Comment Guillaume Soro a trahi le Président Laurent Gbagbo
Soro Guillaume, Président de l’Assemblée nationale de Côte d’Ivoire a séjourné les 15, 16 et 17 Août 2013, dans le Gôh. Il était l’invité spécial de la chefferie traditionnelle de Gagnoa. Il s’y est officiellement rendu pour inaugurer le siège central de la chefferie. Mais en homme politique à la ruse affinée, il étendit son champ de visite à d’autres localités de la région dont les plus symboliques sont Gnagbodougnoa ,Gnaliépa, Mama, et Kpogrobé. Il avait, de toute évidence, un autre calendrier. Durant son séjour, en dehors de la parade éhontée de ses ex chefs de guerre, il marqua l’opinion par son discours sur ses rapports avec le Président Laurent Gbagbo. L’on a pu l’entendre dire  ceci  : “On entend souvent j’ai trahi Gbagbo. Est ce que j’ai été nommé PM pour être Directeur de campagne de Gbagbo ? Non, Ce n’était pas mon rôle.

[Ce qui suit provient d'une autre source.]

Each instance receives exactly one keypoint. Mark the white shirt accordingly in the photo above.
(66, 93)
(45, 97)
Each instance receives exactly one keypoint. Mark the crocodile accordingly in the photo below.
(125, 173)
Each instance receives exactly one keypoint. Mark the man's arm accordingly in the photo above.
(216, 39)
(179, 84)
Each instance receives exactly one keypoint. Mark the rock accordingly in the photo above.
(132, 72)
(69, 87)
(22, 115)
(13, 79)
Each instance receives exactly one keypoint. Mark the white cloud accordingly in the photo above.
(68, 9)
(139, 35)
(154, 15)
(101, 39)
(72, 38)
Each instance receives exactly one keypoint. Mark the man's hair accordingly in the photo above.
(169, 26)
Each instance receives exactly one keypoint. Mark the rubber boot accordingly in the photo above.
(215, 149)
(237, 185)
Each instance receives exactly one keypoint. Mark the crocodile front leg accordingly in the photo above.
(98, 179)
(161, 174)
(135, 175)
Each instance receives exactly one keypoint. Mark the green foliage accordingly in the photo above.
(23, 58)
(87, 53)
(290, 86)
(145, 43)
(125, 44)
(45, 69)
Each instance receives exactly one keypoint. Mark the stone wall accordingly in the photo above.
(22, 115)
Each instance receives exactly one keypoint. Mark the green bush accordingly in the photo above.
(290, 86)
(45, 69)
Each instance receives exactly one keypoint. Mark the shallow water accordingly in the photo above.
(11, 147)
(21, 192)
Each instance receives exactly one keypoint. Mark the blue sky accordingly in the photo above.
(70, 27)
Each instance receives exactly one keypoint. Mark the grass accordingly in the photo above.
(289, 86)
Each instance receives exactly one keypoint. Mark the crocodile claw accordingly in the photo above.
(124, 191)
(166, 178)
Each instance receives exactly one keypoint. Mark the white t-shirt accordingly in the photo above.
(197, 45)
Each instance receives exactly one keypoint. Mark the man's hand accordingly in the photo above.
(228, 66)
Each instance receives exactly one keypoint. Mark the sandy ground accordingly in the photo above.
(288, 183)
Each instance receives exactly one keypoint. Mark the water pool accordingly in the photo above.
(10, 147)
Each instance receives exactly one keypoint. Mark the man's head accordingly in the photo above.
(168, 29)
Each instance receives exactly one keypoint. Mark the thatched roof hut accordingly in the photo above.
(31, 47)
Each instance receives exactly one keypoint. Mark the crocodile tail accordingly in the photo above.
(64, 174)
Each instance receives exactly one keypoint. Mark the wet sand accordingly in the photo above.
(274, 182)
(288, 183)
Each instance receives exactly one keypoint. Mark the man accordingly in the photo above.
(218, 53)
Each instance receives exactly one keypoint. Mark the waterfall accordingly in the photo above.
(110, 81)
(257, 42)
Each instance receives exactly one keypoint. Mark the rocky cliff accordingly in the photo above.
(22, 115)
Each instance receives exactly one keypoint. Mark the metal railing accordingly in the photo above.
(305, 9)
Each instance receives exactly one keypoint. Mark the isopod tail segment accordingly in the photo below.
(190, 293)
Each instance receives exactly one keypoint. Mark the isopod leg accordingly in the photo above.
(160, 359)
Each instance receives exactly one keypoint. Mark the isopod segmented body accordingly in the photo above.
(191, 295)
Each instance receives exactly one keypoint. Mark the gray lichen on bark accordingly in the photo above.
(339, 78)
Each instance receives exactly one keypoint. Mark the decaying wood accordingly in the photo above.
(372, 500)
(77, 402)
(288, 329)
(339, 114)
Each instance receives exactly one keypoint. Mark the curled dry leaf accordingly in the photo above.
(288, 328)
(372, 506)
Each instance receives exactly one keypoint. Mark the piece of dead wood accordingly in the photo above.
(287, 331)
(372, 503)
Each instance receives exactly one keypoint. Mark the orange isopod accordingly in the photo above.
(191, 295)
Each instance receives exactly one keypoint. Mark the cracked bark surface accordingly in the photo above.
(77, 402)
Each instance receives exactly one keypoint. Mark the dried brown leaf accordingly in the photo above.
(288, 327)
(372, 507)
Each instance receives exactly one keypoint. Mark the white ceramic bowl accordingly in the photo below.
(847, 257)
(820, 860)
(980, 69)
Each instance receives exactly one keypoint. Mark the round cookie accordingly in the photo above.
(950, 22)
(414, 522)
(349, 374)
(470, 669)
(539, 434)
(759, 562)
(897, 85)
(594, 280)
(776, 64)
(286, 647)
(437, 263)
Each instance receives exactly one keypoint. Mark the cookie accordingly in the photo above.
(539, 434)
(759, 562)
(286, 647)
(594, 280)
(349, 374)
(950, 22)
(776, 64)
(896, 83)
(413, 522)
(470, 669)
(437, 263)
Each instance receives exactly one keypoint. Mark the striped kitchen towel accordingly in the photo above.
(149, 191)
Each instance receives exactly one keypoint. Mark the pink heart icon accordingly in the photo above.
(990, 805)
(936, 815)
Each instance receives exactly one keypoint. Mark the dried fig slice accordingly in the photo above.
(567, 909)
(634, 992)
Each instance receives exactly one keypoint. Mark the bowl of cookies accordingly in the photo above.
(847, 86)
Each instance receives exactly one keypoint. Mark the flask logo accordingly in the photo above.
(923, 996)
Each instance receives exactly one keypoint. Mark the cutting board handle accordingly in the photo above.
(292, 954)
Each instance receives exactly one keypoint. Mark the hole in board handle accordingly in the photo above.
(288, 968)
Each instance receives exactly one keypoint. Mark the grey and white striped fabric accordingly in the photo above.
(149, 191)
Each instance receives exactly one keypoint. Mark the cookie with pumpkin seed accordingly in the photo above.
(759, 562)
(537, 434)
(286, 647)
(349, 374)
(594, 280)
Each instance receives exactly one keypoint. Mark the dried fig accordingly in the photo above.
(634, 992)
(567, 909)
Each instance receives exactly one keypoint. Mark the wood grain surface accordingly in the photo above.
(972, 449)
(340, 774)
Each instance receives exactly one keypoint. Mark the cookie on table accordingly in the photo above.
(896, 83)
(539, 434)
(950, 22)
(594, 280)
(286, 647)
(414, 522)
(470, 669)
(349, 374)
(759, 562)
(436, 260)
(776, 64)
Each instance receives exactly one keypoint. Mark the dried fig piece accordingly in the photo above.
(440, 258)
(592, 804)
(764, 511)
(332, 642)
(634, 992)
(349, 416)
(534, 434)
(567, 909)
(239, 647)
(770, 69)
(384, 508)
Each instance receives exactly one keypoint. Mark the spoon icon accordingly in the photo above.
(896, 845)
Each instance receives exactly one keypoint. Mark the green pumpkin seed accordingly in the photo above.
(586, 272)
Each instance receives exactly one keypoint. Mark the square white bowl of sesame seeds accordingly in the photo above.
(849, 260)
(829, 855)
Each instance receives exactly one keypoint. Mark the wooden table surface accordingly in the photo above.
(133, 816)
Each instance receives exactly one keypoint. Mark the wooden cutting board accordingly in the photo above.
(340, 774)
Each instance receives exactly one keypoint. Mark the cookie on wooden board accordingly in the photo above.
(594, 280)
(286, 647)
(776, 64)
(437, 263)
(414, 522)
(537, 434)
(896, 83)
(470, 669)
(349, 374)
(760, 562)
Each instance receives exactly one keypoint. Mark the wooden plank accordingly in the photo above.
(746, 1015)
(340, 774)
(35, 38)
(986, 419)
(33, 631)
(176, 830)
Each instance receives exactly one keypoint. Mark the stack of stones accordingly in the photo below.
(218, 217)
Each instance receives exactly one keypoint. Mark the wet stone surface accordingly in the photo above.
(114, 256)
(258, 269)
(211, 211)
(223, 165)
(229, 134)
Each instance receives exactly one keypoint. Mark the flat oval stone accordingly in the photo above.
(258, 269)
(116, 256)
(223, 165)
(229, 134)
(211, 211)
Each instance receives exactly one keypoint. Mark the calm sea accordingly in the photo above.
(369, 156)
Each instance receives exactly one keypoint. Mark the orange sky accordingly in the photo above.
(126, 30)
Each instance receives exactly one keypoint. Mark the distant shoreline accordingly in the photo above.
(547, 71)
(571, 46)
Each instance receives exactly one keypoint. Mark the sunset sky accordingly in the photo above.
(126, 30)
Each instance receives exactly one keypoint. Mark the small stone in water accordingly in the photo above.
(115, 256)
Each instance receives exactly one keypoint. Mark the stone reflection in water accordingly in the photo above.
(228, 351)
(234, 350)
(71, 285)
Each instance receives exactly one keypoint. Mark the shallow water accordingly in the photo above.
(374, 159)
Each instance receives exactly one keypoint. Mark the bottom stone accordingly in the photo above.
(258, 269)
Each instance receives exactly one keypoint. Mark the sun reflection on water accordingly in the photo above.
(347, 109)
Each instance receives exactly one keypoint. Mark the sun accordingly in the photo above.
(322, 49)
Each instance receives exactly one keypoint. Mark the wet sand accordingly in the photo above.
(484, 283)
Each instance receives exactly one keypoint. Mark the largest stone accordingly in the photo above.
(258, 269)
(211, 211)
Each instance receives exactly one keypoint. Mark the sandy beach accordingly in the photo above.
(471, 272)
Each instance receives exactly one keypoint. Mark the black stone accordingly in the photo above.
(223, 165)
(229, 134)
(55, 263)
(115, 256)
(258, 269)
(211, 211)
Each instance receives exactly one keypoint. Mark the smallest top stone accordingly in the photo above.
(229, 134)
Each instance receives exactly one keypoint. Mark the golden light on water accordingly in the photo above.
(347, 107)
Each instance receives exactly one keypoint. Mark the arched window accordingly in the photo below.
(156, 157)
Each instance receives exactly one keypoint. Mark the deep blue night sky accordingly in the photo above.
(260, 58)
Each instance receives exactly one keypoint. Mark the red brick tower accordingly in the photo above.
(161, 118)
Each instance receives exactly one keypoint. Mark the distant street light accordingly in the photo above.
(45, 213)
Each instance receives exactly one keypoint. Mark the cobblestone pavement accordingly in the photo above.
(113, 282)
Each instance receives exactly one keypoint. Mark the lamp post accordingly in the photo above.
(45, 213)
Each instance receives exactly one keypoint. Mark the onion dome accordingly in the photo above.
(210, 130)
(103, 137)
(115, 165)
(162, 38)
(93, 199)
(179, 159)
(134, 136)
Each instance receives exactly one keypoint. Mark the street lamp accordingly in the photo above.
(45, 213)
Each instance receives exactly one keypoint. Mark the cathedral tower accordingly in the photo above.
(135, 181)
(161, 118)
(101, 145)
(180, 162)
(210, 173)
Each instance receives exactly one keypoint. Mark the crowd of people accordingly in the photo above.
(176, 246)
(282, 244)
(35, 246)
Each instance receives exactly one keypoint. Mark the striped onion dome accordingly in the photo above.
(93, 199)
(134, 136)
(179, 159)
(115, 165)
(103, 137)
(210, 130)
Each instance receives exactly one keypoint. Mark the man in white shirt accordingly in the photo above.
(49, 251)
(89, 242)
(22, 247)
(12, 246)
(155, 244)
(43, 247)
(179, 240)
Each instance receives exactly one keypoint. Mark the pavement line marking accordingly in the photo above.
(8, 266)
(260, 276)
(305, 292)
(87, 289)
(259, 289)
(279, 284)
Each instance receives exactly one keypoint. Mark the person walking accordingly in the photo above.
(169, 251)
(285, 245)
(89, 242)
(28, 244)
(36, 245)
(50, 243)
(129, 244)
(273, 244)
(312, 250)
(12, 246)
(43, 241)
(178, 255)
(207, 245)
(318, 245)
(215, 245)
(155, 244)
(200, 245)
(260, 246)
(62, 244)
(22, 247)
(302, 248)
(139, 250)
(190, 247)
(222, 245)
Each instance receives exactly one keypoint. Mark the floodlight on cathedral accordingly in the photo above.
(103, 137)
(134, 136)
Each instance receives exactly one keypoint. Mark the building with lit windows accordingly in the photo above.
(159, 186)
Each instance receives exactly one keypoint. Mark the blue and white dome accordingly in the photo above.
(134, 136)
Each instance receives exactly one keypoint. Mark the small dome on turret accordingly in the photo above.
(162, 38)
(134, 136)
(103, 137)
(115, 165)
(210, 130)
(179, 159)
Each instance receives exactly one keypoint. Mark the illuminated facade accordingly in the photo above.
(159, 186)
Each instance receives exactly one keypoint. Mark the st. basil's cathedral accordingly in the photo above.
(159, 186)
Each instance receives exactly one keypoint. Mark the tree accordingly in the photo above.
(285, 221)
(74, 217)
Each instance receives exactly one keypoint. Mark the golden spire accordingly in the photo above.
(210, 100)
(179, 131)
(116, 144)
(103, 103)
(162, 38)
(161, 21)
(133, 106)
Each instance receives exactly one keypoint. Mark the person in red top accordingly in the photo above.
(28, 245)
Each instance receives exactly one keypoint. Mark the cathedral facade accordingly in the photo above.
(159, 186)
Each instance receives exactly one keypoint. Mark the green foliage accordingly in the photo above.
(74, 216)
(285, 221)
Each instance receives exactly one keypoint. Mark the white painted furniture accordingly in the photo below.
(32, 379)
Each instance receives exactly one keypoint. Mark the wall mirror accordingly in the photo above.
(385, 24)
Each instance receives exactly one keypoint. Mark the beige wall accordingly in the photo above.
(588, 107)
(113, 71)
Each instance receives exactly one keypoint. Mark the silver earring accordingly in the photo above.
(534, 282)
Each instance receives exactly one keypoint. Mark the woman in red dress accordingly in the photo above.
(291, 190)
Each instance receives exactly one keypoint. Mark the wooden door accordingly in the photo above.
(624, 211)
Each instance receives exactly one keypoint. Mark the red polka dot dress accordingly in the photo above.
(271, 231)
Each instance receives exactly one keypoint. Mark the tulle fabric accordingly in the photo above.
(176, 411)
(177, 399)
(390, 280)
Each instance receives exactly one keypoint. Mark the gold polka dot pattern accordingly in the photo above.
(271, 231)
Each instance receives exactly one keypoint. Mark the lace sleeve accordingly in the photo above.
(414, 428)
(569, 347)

D’où vient donc la trahison ?". Sa «  vérité  » ne pouvait rester sans réponse tant elle pue à mille lieues la falsification. Une falsification délivrée avec toute l’assurance que Gbagbo en détention à la Haye, ne pouvait entendre ses monstruosités. Oui Soro parle .Soro est le seul à parler . Ses contradicteurs potentiels  sont soit morts(Tagro Désiré),soit   en prison( Gbagbo  Laurent , Blé Goudé Charles, Jean yves Dibopieu)  en exil( tous les leaders de jeunes dont Damana Pickas , Moussa Touré Zeguen)  ,soit tétanisés par la peur de la dictature de son nouveau mentor Ouattara . Mais fort heureusement que les faits, comme l’a dit Lénine, sont têtus.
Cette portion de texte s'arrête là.